Projekt "Tweetscapes": Twitter zum Hören
Tweetscapes ist ein Projekt von zwei Berliner Musikern. Sie setzten den deutschen Twitter-Stream eins zu eins in Musik um. Es ist mehr als nur eine reine Spielerei.
![](https://taz.de/picture/230523/14/Bildschirmfoto_tweetscapes_01.png)
Es ist immer viel von Überforderung die Rede, wenn es um das Echtzeit-Internet geht und um Live-Streams. All diese Fluten von Daten, die sie hervorbringen! Dieser Kontrollverlust! Man ersäuft ja quasi in den ganzen Meldungen, Tweets und Statusupdates. So klagen es die Skeptiker von Frank Schirrmacher bis Frank Schmiechen.

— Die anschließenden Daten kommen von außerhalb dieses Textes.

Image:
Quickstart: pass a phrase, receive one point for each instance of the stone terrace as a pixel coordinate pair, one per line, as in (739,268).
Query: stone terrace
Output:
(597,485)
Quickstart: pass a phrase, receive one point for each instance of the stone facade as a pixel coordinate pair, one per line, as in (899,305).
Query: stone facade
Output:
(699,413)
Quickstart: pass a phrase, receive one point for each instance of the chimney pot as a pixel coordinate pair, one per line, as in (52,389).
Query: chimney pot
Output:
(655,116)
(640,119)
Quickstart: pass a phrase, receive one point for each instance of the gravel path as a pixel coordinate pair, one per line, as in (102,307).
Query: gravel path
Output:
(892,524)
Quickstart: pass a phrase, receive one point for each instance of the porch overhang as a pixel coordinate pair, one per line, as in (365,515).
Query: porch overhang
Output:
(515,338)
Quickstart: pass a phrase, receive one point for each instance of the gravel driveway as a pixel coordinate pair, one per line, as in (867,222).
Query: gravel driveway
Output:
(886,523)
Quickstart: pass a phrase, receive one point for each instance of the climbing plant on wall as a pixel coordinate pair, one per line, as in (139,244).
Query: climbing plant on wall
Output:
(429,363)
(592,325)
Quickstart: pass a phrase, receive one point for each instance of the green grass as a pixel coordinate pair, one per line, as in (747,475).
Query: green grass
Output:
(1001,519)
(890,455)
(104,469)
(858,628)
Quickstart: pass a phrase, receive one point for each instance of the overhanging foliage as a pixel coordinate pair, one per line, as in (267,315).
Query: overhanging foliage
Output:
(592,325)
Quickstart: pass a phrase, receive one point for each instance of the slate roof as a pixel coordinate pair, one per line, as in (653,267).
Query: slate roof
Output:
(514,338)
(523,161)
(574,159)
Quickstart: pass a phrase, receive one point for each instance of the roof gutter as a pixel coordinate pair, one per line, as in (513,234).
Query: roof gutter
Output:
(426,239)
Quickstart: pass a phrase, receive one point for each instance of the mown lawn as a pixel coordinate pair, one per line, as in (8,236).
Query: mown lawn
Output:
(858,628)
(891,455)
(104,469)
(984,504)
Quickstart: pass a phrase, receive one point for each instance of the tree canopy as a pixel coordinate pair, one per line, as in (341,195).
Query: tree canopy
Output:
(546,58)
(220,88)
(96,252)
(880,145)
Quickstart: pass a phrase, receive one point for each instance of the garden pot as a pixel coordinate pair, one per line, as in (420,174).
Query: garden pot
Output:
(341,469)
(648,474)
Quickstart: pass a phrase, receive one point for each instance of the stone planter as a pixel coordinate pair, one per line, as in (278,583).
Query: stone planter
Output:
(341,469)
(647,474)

Dabei ist es eine Frage der Hilfsmittel. Wenn das eigene Hirn nicht mehr ausreicht, die ganzen Ströme, die Überfülle des Internets brauchbar zu machen, muss man auf Filter zurückgreifen: Sie begrenzen die Datenmengen und machen den Konsumenten wieder entscheidungsfähig.
Das klingt furchtbar funktional, aber es geht natürlich auch ganz anders, verspielter und fantasievoller: Tweetscapes ist so ein Projekt, das nicht auf Beschränkung setzt, sondern auf synästhetische Effekte: Es setzt den deutschen Twitterstream eins zu eins in Musik um.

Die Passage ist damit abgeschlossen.